Pikmin 2 received critical acclaim, gaining an aggregate score of 89.44% on GameRankings based on 58 reviews, and an aggregate score of 90 on Metacritic based on 54 reviews. GameSpot named it the best GameCube game of August 2004. The February 2006 issue of Nintendo Power rated the game as the 47th best game made on a Nintendo System in its Top 200 Games list, and was also rated 29th on Official Nintendo Magazines 100 greatest Nintendo games of all time. GamePro labeled it one of the top five GameCube games. In 2020, IGN placed the game at #6 on their list of "the top 20 GameCube games of all time".

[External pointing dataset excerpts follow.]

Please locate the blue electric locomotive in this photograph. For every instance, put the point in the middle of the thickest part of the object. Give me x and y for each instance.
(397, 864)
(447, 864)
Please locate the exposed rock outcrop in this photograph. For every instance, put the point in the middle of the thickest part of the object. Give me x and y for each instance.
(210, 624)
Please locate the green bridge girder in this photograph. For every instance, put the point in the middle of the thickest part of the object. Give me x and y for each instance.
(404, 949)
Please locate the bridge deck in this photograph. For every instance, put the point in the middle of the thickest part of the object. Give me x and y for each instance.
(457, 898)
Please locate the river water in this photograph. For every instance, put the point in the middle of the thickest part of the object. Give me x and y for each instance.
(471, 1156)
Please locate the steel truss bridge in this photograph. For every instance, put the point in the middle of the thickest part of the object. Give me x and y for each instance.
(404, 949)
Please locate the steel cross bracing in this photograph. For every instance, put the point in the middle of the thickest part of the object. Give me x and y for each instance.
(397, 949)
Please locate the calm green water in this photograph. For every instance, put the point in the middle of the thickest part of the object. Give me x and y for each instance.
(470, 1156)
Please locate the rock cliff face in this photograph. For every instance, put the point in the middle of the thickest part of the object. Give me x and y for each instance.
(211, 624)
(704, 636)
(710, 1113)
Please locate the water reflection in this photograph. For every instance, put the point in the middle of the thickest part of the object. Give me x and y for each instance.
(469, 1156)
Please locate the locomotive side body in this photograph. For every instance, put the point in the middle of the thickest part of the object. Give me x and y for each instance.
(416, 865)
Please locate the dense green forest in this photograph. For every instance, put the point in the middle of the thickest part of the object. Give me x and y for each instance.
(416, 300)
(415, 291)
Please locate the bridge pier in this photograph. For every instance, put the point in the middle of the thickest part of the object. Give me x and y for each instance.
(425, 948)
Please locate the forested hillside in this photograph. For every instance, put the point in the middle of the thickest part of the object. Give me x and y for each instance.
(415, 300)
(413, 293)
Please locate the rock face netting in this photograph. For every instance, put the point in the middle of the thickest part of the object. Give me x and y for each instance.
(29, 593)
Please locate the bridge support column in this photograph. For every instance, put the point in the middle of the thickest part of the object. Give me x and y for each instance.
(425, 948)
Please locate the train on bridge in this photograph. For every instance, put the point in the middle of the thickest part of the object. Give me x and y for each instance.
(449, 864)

Many critics considered the title to be superior to its predecessor Pikmin, expressing that Pikmin 2 addressed many problems or issues seen in the original game. The removal of the 30-day time limit originally used was applauded by many critics for increasing the game's longevity, though Nintendo World Report had mixed opinions, feeling that the lack of urgency might encourage players to be "lazy." The addition of a separate multiplayer mode was praised, though the lack of LAN online-play was a disappointment to some.

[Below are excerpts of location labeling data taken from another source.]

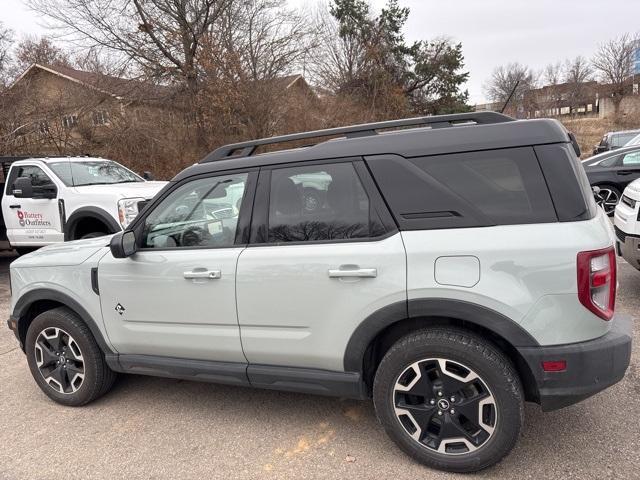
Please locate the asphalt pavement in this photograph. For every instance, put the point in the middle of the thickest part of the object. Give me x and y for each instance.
(160, 428)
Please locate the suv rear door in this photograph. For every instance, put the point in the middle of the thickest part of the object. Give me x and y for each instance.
(325, 254)
(31, 221)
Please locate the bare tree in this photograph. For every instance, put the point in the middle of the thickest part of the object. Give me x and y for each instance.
(6, 42)
(552, 74)
(162, 37)
(506, 79)
(576, 74)
(614, 64)
(43, 51)
(577, 70)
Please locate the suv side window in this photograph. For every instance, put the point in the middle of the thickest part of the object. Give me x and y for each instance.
(631, 159)
(476, 189)
(201, 213)
(507, 185)
(320, 203)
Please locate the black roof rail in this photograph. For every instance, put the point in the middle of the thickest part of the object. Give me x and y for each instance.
(246, 149)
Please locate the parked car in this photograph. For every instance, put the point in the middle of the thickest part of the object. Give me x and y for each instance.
(615, 140)
(611, 172)
(627, 224)
(49, 200)
(450, 274)
(633, 142)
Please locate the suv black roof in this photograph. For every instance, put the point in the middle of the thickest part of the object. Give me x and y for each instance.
(457, 133)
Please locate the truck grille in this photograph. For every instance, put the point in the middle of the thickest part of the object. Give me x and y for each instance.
(628, 201)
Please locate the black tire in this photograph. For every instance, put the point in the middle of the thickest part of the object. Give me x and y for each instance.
(459, 348)
(98, 377)
(93, 235)
(606, 197)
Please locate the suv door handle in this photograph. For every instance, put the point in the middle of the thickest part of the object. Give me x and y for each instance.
(203, 274)
(353, 273)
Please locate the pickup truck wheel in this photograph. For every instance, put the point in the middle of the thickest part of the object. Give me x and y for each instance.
(608, 198)
(449, 399)
(65, 359)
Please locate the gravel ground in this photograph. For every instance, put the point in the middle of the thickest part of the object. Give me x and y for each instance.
(159, 428)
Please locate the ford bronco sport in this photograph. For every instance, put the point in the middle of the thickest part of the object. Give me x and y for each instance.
(450, 268)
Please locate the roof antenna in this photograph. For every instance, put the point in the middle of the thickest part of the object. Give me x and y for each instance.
(510, 95)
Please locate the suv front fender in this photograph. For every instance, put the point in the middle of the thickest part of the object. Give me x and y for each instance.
(31, 298)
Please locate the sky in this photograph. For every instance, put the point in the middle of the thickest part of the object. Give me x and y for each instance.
(492, 32)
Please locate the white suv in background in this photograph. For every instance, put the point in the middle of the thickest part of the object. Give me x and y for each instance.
(53, 199)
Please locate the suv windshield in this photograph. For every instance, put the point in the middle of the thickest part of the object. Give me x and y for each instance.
(93, 172)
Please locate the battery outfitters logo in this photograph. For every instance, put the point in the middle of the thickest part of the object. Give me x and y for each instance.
(30, 219)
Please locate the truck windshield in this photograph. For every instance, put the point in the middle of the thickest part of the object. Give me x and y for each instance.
(95, 172)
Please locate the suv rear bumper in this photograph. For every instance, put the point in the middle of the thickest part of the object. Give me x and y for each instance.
(592, 366)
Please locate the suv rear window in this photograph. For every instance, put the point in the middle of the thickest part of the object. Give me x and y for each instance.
(497, 187)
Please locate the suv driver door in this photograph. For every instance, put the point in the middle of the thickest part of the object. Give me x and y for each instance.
(175, 297)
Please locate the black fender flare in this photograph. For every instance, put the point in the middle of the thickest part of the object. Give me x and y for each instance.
(89, 212)
(469, 312)
(29, 298)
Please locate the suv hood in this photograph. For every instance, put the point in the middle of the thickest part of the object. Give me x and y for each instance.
(63, 254)
(633, 190)
(146, 190)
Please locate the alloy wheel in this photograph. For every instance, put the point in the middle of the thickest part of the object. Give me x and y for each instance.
(59, 360)
(445, 406)
(607, 199)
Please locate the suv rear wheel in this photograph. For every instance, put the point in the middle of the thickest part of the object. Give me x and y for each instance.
(449, 399)
(65, 359)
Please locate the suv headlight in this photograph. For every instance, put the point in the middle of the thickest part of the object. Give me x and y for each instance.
(127, 210)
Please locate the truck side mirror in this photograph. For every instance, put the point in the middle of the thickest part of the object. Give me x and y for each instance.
(123, 244)
(22, 188)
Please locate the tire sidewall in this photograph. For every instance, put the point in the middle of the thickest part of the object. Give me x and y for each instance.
(55, 318)
(508, 404)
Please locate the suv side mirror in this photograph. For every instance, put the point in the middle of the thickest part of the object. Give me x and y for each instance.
(123, 244)
(22, 188)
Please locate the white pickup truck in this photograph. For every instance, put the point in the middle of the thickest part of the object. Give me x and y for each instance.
(53, 199)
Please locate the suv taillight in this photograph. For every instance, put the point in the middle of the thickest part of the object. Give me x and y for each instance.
(597, 281)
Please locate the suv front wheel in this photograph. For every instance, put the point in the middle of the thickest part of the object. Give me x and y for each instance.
(65, 359)
(449, 399)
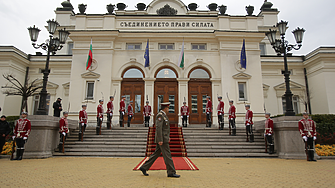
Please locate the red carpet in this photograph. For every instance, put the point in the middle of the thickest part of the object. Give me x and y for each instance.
(177, 147)
(180, 163)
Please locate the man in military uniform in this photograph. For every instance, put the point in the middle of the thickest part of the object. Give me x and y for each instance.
(147, 113)
(110, 109)
(162, 138)
(63, 130)
(130, 112)
(100, 115)
(268, 132)
(122, 109)
(208, 112)
(185, 112)
(21, 133)
(82, 121)
(249, 123)
(308, 134)
(232, 116)
(220, 110)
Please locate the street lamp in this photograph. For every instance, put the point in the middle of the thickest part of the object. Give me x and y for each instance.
(51, 45)
(281, 46)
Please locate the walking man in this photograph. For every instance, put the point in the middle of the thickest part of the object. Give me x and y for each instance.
(308, 134)
(249, 123)
(162, 138)
(110, 109)
(146, 113)
(220, 110)
(122, 109)
(185, 112)
(268, 131)
(232, 116)
(208, 112)
(100, 116)
(130, 112)
(82, 121)
(57, 107)
(21, 133)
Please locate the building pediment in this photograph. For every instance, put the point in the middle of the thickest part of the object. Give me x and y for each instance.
(242, 75)
(90, 74)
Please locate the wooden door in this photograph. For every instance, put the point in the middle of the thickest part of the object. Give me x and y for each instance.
(197, 92)
(166, 90)
(133, 89)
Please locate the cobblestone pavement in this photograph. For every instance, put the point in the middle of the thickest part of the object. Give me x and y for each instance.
(214, 172)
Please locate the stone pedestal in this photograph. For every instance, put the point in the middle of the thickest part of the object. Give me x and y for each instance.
(44, 136)
(287, 138)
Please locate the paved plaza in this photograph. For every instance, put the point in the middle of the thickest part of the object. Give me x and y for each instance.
(214, 172)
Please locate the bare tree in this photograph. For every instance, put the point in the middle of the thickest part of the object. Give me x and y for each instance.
(14, 87)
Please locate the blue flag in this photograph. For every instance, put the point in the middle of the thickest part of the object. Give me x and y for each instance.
(146, 55)
(243, 59)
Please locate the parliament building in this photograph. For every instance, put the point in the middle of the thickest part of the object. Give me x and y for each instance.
(212, 46)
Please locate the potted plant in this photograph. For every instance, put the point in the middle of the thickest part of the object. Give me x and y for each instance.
(250, 9)
(212, 6)
(222, 9)
(121, 6)
(192, 6)
(141, 6)
(110, 8)
(82, 8)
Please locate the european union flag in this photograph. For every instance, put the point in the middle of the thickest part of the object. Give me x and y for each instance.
(243, 59)
(146, 55)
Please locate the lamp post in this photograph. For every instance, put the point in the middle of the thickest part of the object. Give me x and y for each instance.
(281, 46)
(51, 45)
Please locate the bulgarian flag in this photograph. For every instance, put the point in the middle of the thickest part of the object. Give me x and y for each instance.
(181, 57)
(90, 57)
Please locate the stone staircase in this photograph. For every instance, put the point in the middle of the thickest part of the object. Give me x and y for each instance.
(119, 142)
(211, 142)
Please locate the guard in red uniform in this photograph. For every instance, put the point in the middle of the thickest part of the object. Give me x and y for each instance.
(249, 123)
(63, 130)
(21, 133)
(110, 109)
(232, 116)
(122, 109)
(268, 132)
(82, 121)
(220, 110)
(147, 113)
(185, 112)
(100, 115)
(130, 112)
(208, 112)
(308, 133)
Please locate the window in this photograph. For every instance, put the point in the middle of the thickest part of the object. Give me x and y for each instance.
(166, 73)
(134, 46)
(242, 95)
(295, 103)
(262, 48)
(133, 73)
(198, 46)
(89, 90)
(166, 46)
(36, 100)
(69, 48)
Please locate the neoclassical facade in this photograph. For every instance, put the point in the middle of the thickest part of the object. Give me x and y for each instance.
(212, 47)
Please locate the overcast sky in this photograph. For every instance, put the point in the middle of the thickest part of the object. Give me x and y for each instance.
(315, 16)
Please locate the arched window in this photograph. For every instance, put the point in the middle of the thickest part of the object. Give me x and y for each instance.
(133, 73)
(199, 73)
(166, 73)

Pikmin 2s strategic and puzzle-oriented gameplay was praised by many. The artificial intelligence of the Pikmin was noted by GameSpot as improved over the original, though IGN remarked on reoccurring shortcomings, such as Pikmin getting stuck behind walls or breaking away from the group.

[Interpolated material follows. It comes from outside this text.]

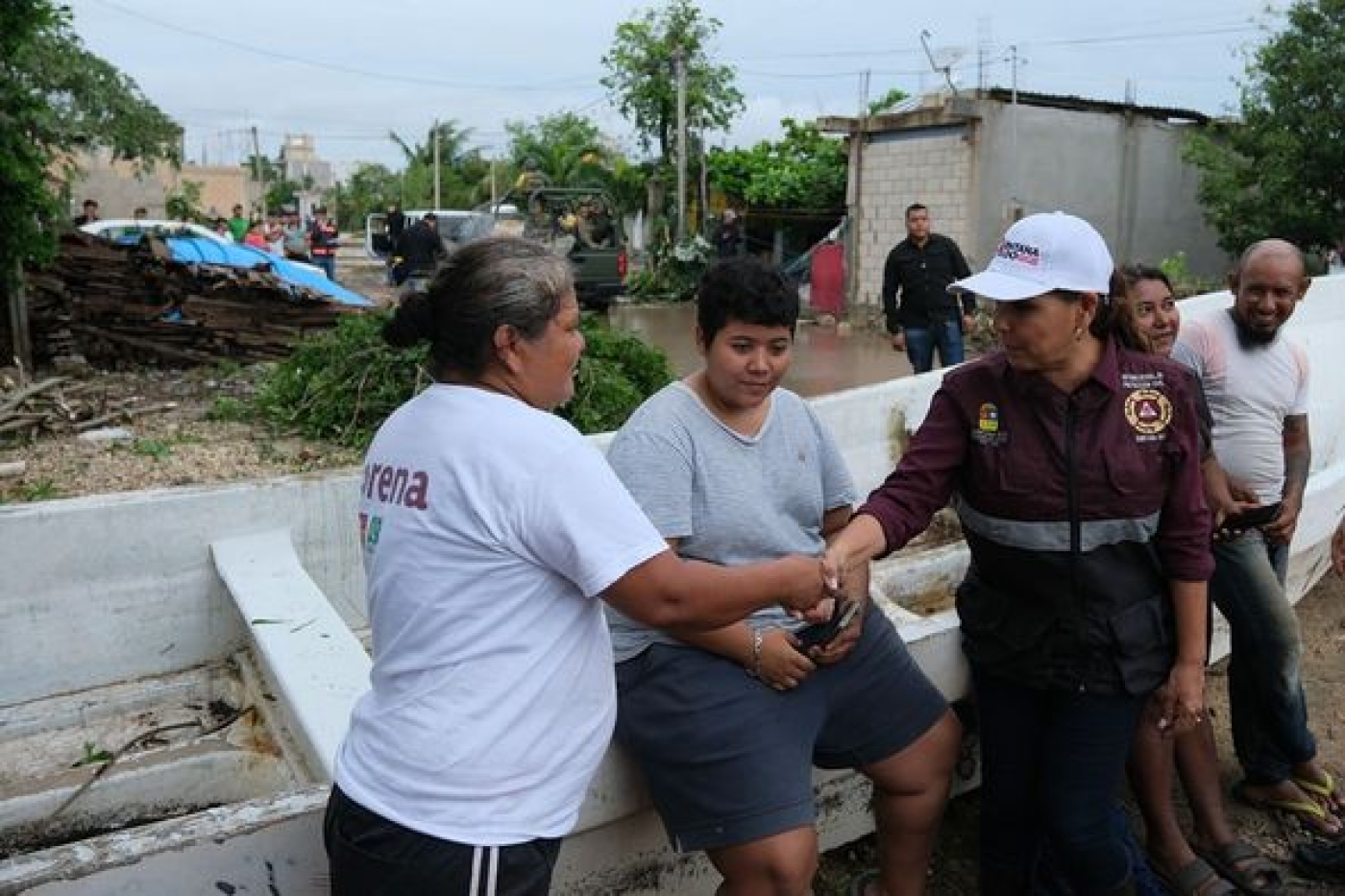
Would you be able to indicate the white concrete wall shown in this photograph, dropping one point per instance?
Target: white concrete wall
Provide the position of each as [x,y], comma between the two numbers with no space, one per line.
[1125,175]
[931,167]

The graphics and presentation in Pikmin 2 were highly praised; many critics felt that they were greatly improved over the original game. IGN stated that "it's highly refreshing to see a Nintendo-created game with such undeniably high production values," noting the "photorealistic" environments, particle effects, character animation, and the observation that the game constantly runs at 30 frames-per-second. GameSpot agreed, expressing that "from a performance viewpoint, Pikmin 2 stands as an impressive achievement on the GameCube, especially since the improved visuals still move at a solid frame rate despite the increased detail." Tom Bramwell of Eurogamer called Pikmin 2 "relentlessly and giddily gorgeous."' Other critics, such as X-Play, did not agree about the graphics, feeling the improvements were "marginal" at best. In addition, many reviews voiced minor complaints regarding the game's camera system, which was often obstructed by large objects in the playing field when positioned at certain angles.'

The staff of X-Play nominated Pikmin 2 for their 2004 "Best Strategy Game" award, which ultimately went to Rome: Total War. During the 8th Annual Interactive Achievement Awards, the Academy of Interactive Arts & Sciences nominated Pikmin 2 for "Console Action/Adventure Game of the Year", which was ultimately awarded to Grand Theft Auto: San Andreas.

Aggregate scores
| Aggregator | Score |
|---|---|
| GameRankings | (GC) 89.44% (Wii) 84.00% |
| Metacritic | (GC) 90/100 |
| OpenCritic | 70% recommend(Remaster) |

Review scores
| Publication | Score |
|---|---|
| 1Up.com | A |
| Computer and Video Games | 9/10 (Wii) |
| Eurogamer | 9/10 (GC) 8/10 (Wii) |
| Famitsu | 36/40 |
| Game Informer | 8.75/10 |
| GamePro | 5/5 |
| GameSpot | 9.2/10 |
| GameZone | 9.4/10 |
| IGN | 9.3/10 |
| Nintendo World Report | 9/10 |
| X-Play | 4/5 |

===Re-releases===
In his review of the Nintendo Switch version, PJ O'Reilly of Nintendo Life described the remaster as "bare-bones". He particularly lamented the replacement of the licensed brands with fictional ones, claiming that this makes it more difficult for players to notice a connection between Earth and the Pikmin planet. O'Reilly nonetheless gave the Nintendo Switch remaster an 8/10 score because of the core game's quality.

===Sales===
During the first week of its release, Pikmin 2 sold roughly 162,000 copies, going on to sell 483,000 total copies within Japan. For the New Play Control! re-release for the Wii, the game sold roughly 237,000 total copies in Japan during its lifetime.